Tolko announced earlier this week that the mill would shut on Dec. 2, laying off 332 employees, a significant loss of good-paying jobs in a community of 5,500.
Along with the economic impact of the job losses, a national environmental watchdog agency expressed concerns on Wednesday about the ecological liability of abandoning up to 2,000 kilometres of logging roads overseen by Tolko since the mill was purchased by the Vernon, B.C.-based company in 1997.
"Having Tolko abruptly put more than 300 people out of work is already painful enough," said Eric Reder, Manitoba campaign director for the Wilderness Committee. "The corporation can't be allowed to leave a mess of the northern forests too. We must show corporations that they can’t cut and run, leaving the public on the hook for millions of dollars and decades of damages."
Reder said if all-weather roads built over vast stretches of the north are abandoned it will negatively impact wildlife, such as moose and woodland caribou. Leaving the roads in place will make it easy for wolves to prey on moose and woodland caribou, as well as provide access for humans into forests that should be off-limits, he added.
Some of the communities affected by the mill’s closure should be given first crack at any decommissioning work, he said.
"They (Tolko) have this liability," Reder said. "Those marks will be on the land for a century."
Reder specifically cited Dickstone South Road, a 27-kilometre stretch built through Grass River Provincial Park. The Wilderness Committee tried to block the logging road's construction in court in 2012, but lost.
Now Reder said his organization- a registered non-profit society boasting a membership of 60,000 - will take the province to court if the road is not decommissioned - a process that includes breaking up gravel, pulling out bridges and culverts and hauling in soil.
Premier Brian Pallister called Reder's call for decommissioning roads "untimely" and "quite premature."
"We should not assume because Tolko does not wish to continue operations there, that we are forever destined to no more logging, no more pulp and paper or no more industries in that region," Pallister said during a media scrum at the Legislature on Wednesday. "That is an ill-conceived question, though I understand the concerns about the committee. I think it is premature."
Still, Reder is concerned the Tolko closure impact will mirror the result of the closure of a Tembec mill in 2010, where logging roads were also not decommissioned.
"They just left," Reder said. "They claimed they couldn't act because there was no money."

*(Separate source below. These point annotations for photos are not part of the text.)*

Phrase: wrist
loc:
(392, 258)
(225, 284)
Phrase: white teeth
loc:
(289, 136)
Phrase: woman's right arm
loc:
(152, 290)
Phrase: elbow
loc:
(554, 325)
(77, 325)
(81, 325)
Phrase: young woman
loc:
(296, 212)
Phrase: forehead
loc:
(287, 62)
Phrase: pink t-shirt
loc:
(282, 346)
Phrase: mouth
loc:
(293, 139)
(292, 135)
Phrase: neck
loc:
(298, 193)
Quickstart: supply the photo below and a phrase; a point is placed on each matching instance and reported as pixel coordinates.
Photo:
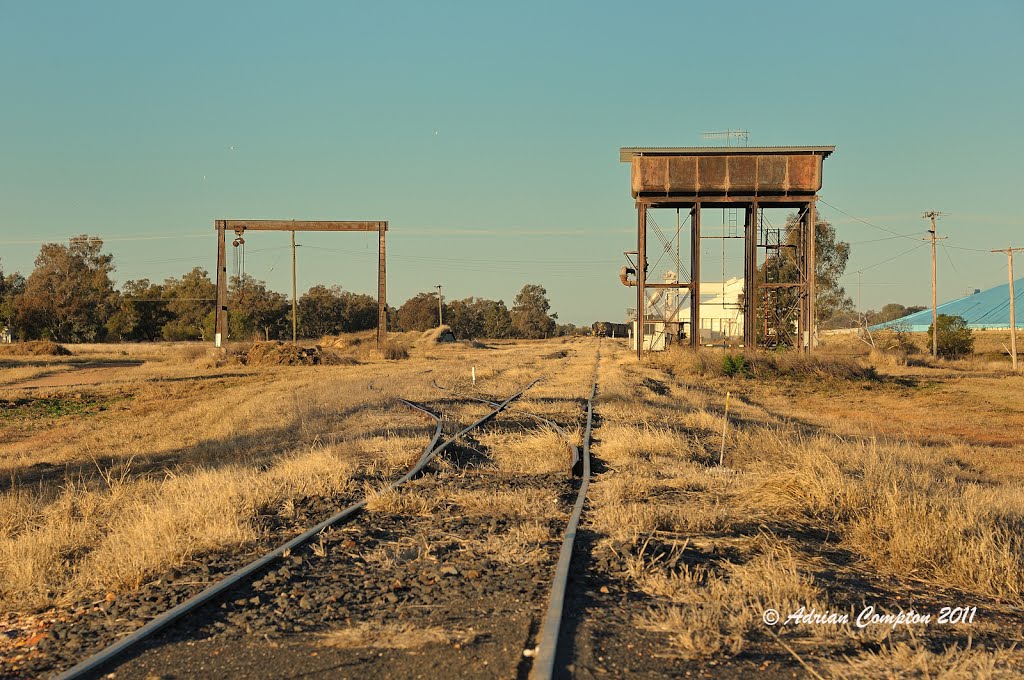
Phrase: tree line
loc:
(70, 296)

Which is why Reder isn't confident Tolko will not be held financially liable for the roads, either.
"There’s no chance the company has put up a bond big enough to decommission thousands of kilometres worth of roads," he said. "Do I have confidence the government will hold this company accountable? No."
In response, Lockyer insisted that although the plant will close on Dec. 2, the process of meeting environmental standards under the Forest Managment Licence - issued by the province for crown land - will take "months."
That will include replanting trees, maintaining growth areas and monitoring ground water, among other requirements - including decommissioning roads, she said.
"There's going to be lots of work that's going to happen yet," Lockyer added, noting that the mill was not closed because of financial constraints on the company, but because the mill that was no longer viable. "That doesn't mean we shut down the doors and leave everything. We have obligations we fully intend to meet."
Reder conceded his concerns about the roads - in light of the loss of jobs and economic impact of the company's closure on The Pas - might be considered dispassionate to the community.
"People don’t want to hear about the road right now," he said. "I’m the bad guy in the north. But putting out the ecological implications….somebody has to do it."